Just started unpacking Obi's old crate and wondering what I'm going to carry Roo in when we take Obi for a walk. I've got a couple of old rucksacks that might work and was looking at maybe making a DIY sling. What has everyone with no. 2 puppy tried?


----------



## wilfiboy (Sep 18, 2010)

I used to leave Mable at home for Wilfs main walk and then would carry her on a shorter walk in the evening, usually near traffic etc. Something to carry her sounds good though as she soon started to wriggle x


----------



## Ali79 (Mar 30, 2011)

Roo is so gorgeous it will all be worth it though I don't envy you the early mornings as we got Beau at the start of the Easter holidays last year which was daft idea as I missed out on the school holiday sleep ins  She was worth every early morning though (I can say this as she will now sleep until 10am if I want her too)! I saw a lady in the city with a pup the other day and she had bought a soft baby carrier and sewed the legs up so the pup didn't slip out! Might be worth doing if you can get a cheap secondhand one  x


----------



## Janev1000 (Oct 4, 2011)

Jedicrazy said:


> Hi Jane, plan to crate Roo next to Obi's bed in the inner hallway downstairs. I hope she isn't a howler ray: What are you going to do?


Biscuit is in a covered crate at night but was wondering about having two crates side by side with one big blanket over both of them. I think if Biscuit can't see her then he will keep whining to and maybe if Honey can see Biscuit she will feel more settled? On the other hand, if he can see her, he might keep whining to be with her, or vice versa......it's confusing lol....and maybe a case of trial and error.

Does anyone else have two crates with a cover over both? Biscuit does seem to like it being 'den' like. x


----------



## Janev1000 (Oct 4, 2011)

ps: forgot to say - met Karen with Eden & Willow at Watergate Bay this afternoon! Will upload a pic soon. x


----------



## RuthMill (Jun 30, 2012)

Yes all too familiar.

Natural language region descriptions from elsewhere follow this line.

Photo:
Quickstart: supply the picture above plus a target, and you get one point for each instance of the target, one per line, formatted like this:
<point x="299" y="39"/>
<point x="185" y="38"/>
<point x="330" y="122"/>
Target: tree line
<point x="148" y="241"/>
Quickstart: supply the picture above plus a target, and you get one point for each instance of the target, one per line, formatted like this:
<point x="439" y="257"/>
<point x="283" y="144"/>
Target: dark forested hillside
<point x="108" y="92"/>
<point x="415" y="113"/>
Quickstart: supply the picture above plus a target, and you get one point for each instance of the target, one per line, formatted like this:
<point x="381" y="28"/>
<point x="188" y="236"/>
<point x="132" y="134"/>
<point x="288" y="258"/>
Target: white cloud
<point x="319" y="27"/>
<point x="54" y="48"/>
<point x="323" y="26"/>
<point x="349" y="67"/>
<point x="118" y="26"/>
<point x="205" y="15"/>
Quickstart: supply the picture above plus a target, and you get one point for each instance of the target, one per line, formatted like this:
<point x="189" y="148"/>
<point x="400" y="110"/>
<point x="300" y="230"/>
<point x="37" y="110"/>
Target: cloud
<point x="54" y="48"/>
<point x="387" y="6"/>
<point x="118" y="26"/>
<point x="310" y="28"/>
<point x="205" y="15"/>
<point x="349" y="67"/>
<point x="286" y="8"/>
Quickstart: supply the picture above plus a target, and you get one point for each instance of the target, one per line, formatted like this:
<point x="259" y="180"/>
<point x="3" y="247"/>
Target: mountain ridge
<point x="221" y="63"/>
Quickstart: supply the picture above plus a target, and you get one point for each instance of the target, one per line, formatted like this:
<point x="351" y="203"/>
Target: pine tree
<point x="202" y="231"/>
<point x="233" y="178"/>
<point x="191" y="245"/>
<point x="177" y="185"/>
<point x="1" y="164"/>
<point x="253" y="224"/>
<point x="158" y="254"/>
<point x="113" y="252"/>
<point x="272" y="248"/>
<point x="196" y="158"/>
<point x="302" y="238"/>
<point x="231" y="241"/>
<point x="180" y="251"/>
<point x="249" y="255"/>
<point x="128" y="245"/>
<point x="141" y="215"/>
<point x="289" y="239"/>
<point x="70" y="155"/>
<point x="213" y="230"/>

Also to add.. I don't know about everyone else but my house has been a tip since we got Lola. No time to do anything except the bare essentials. I can't stand clutter and mess and I can feel my OCD creeping up big style. Need a massive spring clean!


----------



## wilfiboy (Sep 18, 2010)

Love any excuse not to have to clean xxx another puppy .... Er maybe a step too far x


----------



## colpa110 (Jul 5, 2011)

Janev1000 said:


> Biscuit is in a covered crate at night but was wondering about having two crates side by side with one big blanket over both of them. I think if Biscuit can't see her then he will keep whining to and maybe if Honey can see Biscuit she will feel more settled? On the other hand, if he can see her, he might keep whining to be with her, or vice versa......it's confusing lol....and maybe a case of trial and error.
> 
> Does anyone else have two crates with a cover over both? Biscuit does seem to like it being 'den' like. x


This is exactly what I do...it has worked perfectly....so far


----------



## RuthMill (Jun 30, 2012)

wilfiboy said:


> Love any excuse not to have to clean xxx another puppy .... Er maybe a step too far x


Err yes a step too far!


----------



## MillieDog (Jun 1, 2011)

Lol  Clare, go and enjoy your holiday in Cornwall. I know you, you're very organised and will have all eventualities planned for come a week Monday. 

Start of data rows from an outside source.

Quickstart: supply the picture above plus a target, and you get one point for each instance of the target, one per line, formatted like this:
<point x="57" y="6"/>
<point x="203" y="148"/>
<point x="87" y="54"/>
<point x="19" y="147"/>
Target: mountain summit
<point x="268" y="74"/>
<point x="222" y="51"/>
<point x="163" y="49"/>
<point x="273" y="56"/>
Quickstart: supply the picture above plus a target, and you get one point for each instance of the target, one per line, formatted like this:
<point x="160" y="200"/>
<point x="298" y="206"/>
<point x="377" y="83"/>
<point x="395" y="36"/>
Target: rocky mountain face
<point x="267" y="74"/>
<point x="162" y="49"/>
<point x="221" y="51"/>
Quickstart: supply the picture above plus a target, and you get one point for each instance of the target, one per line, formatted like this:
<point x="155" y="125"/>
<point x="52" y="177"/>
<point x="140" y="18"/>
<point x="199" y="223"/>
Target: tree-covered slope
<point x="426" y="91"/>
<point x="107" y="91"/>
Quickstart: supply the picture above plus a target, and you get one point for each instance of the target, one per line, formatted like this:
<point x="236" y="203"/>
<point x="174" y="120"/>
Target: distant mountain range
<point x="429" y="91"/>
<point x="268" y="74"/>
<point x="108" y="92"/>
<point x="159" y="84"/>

Roo will settle into your new routine quickly and Obi will show her the way to toilet training - well I hope he does anyhow.


----------



## Pollypiglet (Oct 22, 2011)

I spent ages looking at slings, front rucksacks, shoulder bags(!) to carry Minton in when walking Hattie. However I tried a homemade sling once far too much trouble especially when bending down to pick up poo!He was stocky as a young pup and grew so quickly he was really too heavy to carry very far. Did not want to waste money on carrying sac or bag so left him in his crate and nipped Hattie round the block. She got loads of exercise playing with him and he was soon able to go for short walks with her. The now go out together for around 20 mins at a time. waiting to get into the fields for more off lead stuff have done some so Minton knows to come back!


----------